At junior level the headline was: a subset is an integer, and for mask in 0..2^n-1 enumerates all subsets. At middle level we get precise about the idioms that make bitmask code fast and correct:

  • How does m & -m isolate the lowest set bit, and why is that the optimal way to iterate the present elements?
  • Why does s = (s - 1) & mask walk every submask of mask exactly once, in decreasing order, and stop cleanly?
  • How do you enumerate the supersets of a fixed mask, the dual of submasks?
  • Which set operations map to which bitwise operators, and what are the gotchas (complement within n bits)?
  • When you need only subsets of a fixed size, what is the right tool (Gosper's hack, sibling 05)?
  • How do these compose so that "for every mask, do something with each of its submasks" costs O(3^n), not O(4^n)?

These are the questions that turn "I can loop over subsets" into "I can write the inner loop of a bitmask DP without bugs."


Deeper Concepts

The element-presence bijection, restated

Fix the universe U = {0, 1, …, n-1}. The map S ↦ Σ_{i∈S} 2^i is a bijection from subsets of U to integers in [0, 2^n).
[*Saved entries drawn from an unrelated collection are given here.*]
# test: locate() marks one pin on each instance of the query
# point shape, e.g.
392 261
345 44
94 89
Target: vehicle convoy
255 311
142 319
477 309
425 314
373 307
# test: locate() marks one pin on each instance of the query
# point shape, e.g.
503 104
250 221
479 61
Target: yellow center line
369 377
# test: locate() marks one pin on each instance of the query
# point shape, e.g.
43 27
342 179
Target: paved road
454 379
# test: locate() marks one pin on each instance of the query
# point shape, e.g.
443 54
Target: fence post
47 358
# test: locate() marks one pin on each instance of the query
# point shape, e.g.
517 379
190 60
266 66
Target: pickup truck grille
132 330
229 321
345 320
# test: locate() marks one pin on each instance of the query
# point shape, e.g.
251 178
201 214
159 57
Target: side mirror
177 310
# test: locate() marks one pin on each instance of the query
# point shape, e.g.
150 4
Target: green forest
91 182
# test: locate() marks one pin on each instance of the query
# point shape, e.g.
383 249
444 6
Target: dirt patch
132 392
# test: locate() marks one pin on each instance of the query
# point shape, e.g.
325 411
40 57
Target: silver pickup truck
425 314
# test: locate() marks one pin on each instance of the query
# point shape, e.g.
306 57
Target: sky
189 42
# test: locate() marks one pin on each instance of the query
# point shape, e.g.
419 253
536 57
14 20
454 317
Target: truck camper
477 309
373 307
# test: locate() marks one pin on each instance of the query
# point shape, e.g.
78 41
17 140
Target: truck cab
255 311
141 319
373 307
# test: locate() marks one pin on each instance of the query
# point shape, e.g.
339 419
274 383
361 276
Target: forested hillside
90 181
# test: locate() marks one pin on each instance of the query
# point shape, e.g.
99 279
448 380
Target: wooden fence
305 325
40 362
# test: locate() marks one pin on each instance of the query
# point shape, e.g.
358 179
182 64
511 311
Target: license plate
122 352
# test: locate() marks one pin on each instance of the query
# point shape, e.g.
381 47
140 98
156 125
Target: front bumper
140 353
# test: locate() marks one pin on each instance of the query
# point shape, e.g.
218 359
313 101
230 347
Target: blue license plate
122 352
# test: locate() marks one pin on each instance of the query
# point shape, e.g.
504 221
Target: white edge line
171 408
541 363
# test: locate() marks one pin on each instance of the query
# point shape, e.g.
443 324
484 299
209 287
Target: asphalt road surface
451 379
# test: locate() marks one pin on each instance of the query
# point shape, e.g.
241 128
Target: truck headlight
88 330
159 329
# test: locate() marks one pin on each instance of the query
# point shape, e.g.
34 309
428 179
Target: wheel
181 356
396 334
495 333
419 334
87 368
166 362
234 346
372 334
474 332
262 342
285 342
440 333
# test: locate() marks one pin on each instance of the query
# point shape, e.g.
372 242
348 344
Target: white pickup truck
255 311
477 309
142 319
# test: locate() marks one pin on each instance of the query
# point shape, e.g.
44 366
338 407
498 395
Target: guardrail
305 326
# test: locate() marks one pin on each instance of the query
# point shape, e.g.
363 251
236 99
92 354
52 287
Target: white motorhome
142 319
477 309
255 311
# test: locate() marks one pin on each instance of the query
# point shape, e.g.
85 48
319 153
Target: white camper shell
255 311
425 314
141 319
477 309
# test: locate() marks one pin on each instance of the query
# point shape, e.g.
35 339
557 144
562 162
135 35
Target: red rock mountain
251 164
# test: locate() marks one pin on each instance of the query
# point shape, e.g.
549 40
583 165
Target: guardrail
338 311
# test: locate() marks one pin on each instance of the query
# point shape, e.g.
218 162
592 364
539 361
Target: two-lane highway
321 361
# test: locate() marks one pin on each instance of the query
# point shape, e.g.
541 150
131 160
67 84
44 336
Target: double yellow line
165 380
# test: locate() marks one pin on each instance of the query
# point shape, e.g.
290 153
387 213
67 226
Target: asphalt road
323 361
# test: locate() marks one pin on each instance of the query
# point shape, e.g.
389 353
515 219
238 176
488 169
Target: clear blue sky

Everything below is a different walk over this set of integers:

  • All subsets — walk 0, 1, 2, …, 2^n − 1 (increasing integer order, equivalently "binary odometer" order).
  • Set bits of one mask — walk the 1-bits of a single integer.
  • Submasks of mask — walk the integers s with s & mask == s.
  • Supersets of mask — walk the integers s with s & mask == mask.
  • Fixed-size subsets — walk integers with a fixed popcount (Gosper's hack).

Each walk has its own idiom and its own cost; choosing the right one is the skill.

Why bitwise set algebra is exact

A machine word is itself an array of w bits (32 or 64). a & b, a | b, a ^ b apply the boolean operation bit-by-bit in parallel in one instruction. Intersection, union, and symmetric difference of two subsets of {0..w-1} are therefore single-cycle operations. This is why bitmasks dominate small-set work: there is no data structure overhead, no hashing, no pointer chasing.


Set-Bit Iteration with m & -m

What m & -m computes

In two's complement, -m == ~m + 1. Flipping all bits and adding one turns every bit below the lowest set bit into 1 and the lowest set bit stays 1, while everything above flips. AND-ing m with -m keeps only the position where both agree on 1 — which is exactly the lowest set bit:

m      = 0b101100
-m     = 0b...010100   (two's complement)
m & -m = 0b000100      <- lowest set bit (value 4 = 2^2)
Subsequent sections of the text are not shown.